Although deeply rooted in the field of art history, this transdisciplinary research includes a linguistic, literary and historical dimension. Its purpose is threefold. The first is to highlight artistic relations through the circulation of concepts and practices in Europe, considered as an area of scholarly interaction. The second is to show the specificity of certain terms and concepts with regard to their own language, and in relation to other languages and relevant networks, in order to identify the shifting boundaries of universality and identity in a diverse geographical area. The third goal is to show how scholars and theorists of the seventeenth and eighteenth centuries developed a common language across artistic communities in Early Modern Europe, allowing us to define the multiple artistic expressions that characterize modern Europe's diversity.


Aims

The objective of the project is to provide to the academic community innovative tools, both documentary and reflexive, to consider artistic production of the seventeenth and eighteenth centuries. Three components have thus been planned and all published in Open Access:

- A series of studies dealing with methodological and specific issues or themes (e.g. the notion of drawing, manner or likelihood) that were discussed during our seminars and symposia.

- A dictionary of terms and concepts, organized in multilingual entries with Latin, French, Dutch, German and English cross-references. Its purpose is not to deal with contemporaneous translations and interpretations, but to offer a comparative synthesis, including bibliographies and references to art works. This dictionary will provide a diachronic (evolution of the artistic terminology between 1600 and 1750) and synchronic (related artistic practices in France, Germany, Netherlands and England) perspective on art theory.

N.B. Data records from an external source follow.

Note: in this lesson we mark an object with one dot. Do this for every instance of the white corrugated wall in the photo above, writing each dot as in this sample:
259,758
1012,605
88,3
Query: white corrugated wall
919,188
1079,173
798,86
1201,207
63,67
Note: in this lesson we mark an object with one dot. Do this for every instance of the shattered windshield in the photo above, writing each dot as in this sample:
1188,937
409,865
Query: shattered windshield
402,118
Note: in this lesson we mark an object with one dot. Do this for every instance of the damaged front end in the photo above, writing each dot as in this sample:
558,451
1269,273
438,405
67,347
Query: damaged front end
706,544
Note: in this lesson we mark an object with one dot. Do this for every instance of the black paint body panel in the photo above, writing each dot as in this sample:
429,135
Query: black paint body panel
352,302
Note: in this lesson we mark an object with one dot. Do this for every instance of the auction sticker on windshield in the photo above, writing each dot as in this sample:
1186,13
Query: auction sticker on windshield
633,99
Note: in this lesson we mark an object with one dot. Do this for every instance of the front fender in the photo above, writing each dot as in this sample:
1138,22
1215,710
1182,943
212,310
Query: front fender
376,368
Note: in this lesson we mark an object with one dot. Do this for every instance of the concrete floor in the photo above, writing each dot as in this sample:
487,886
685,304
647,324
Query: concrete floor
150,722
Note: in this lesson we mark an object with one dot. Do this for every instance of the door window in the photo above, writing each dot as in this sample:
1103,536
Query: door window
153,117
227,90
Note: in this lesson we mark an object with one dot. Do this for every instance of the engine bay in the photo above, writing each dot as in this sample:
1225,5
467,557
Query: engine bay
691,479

- A digital tool that brings together all meaningful definitions or evocations of terms and concepts retrieved from art theory texts and transcribed in their original language, with translations for rare languages ​​(Dutch). This tool makes it possible to follow the evolution of the meaning of one specific term, as well as its dissemination in time and place (Europe above the Alps). A digital library gives direct and on-line access to all the texts of our corpus.


Our partners2

The LexArt project is funded by the European Research Council for a five-year period (2013-2018). The project is hosted by the University Paul-Valéry of Montpellier and more specifically within the C.R.I.S.E.S research center (Centre de Recherches Interdisciplinaires en Sciences humaines et Sociales – E.A. 4424).